Create brief but meaningful responses
When possible, create brief but meaningful responses with a bias towards text-based answers that are glanceable. Make cards crisp, clear, and actionable.
Try to fit your content within the height of Cortana's canvas
Limiting the content to the size of Cortana's canvas makes it easy for the user to see the content without scrolling.
Use cards to provide details
Cards are meant to provide additional information beyond what the skill speaks. If a user has to listen to Cortana read all the details that are on the card, it often won't be the best user experience. Provide a summary of the card using voice and use the card for the details. For example, if the card shows shirt choices, the skill might say, "Select the shirt's color."
Direct users to a screen only when needed
Some users use Cortana on speaker-only devices and can't see a card. If the user needs to see a card, direct them to Cortana's companion app. However, try and do this sparingly. Ideally, a user should be able to use your skill on any supported device regardless of whether it has a screen without having to use a secondary device. The exception being when the user has to sign-in to your skill or provide private information. Note that other than the sign-in card, cards are read-only on speaker devices.
The following scenario shows a cooking skill that provides a list of ingredients.
Good: This recipe has 5 ingredients. Here are the first 3. 2 eggs. A cup of flour and a half a cup of water. Say next for the rest of the ingredients. Bad: Open the companion app to see the list of ingredients.
Note that the time between user utterances is limited. On a speaker-only device, if a timeout occurs, the skill ends. On Windows, the skill is still active but the microphone turns off. For cases like this, it may also be a good to ask the user if they would like the instructions emailed to them.
Tailor the experience
Tailor the experience based on the device the user is using. If they are using a standalone speaker device, rely on speech to convey the message to the user. If they have a screen, share a quick summary using voice and add additional information in the card. For example, if a user is shopping for a gift, the following are ideas on how to present the information to the user.

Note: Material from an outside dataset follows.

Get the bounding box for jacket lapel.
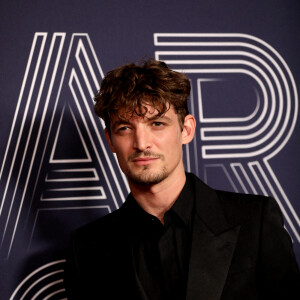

- Voice: The Contoso shirt is a custom-made shirt available in three colors; red, blue, and orange. Sizes include small, medium and large. It retails for $30.
Device with screen:
- Voice: The Contoso shirt is a custom-made shirt that retails for $30.
- Card: Show an image and additional details such as sizes/dimensions and color options. The Bot Framework's Hero card is a good option for this case. If presenting several items to the user, a carousel of Hero cards works well.
Use horizontal lists
A card's attachment layout specifies how to display multiple card attachments. The framework supports vertical list layout and horizontal carousel layout. Use carousels, if possible.
Cortana's persona has been well crafted and it's very important that you maintain her character in all interactions with users. For information about maintaining her persona in your skill, see Cortana's persona.
For performance design considerations, including Azure services, see Performance guidelines.
For invocation name do's and don'ts, see Invocation name guidelines.
When you publish your skill to the world, the Cortana team reviews your skill to make sure it's compliant with the design principals in addition to a few other requirements. As part of your design process, be sure to read the list of review requirements that your skill must comply with before you can publish you skill (see Cortana skills certification requirements).